🧬 Core principles - The Heart's Blueprint
- Shunt Physiology:
- Left-to-Right (L→R): Acyanotic. ↑ Pulmonary blood flow. Examples: VSD, ASD, PDA.
- Right-to-Left (R→L): Cyanotic. Deoxygenated blood bypasses lungs.
- 📌 5 T's of Cyanotic CHD: Tetralogy of Fallot, Transposition, Tricuspid atresia, Truncus arteriosus, TAPVR.
- Surgical Goals:
- Palliative: Temporizing procedures to optimize physiology (e.g., Blalock-Taussig shunt).
- Corrective: Definitive anatomical repair (e.g., VSD patch closure).
- Key Metric: Pulmonary-to-Systemic Flow Ratio ($Q_p/Q_s$).
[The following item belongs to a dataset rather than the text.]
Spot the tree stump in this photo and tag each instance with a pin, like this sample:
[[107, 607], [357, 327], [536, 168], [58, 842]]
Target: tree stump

Ideal is 1:1.
⭐ Eisenmenger Syndrome: A severe form of pulmonary hypertension from a chronic, large L→R shunt. The shunt reverses to R→L, causing late-onset cyanosis and making corrective surgery contraindicated.
💨 Pathophysiology - Shunts & Swirls
- Shunt: Abnormal blood flow between cardiac chambers/vessels, driven by pressure gradients.
- Left-to-Right (L→R) Shunt (Acyanotic)
- Pathophysiology: Oxygenated blood from high-pressure left heart shunts to low-pressure right heart.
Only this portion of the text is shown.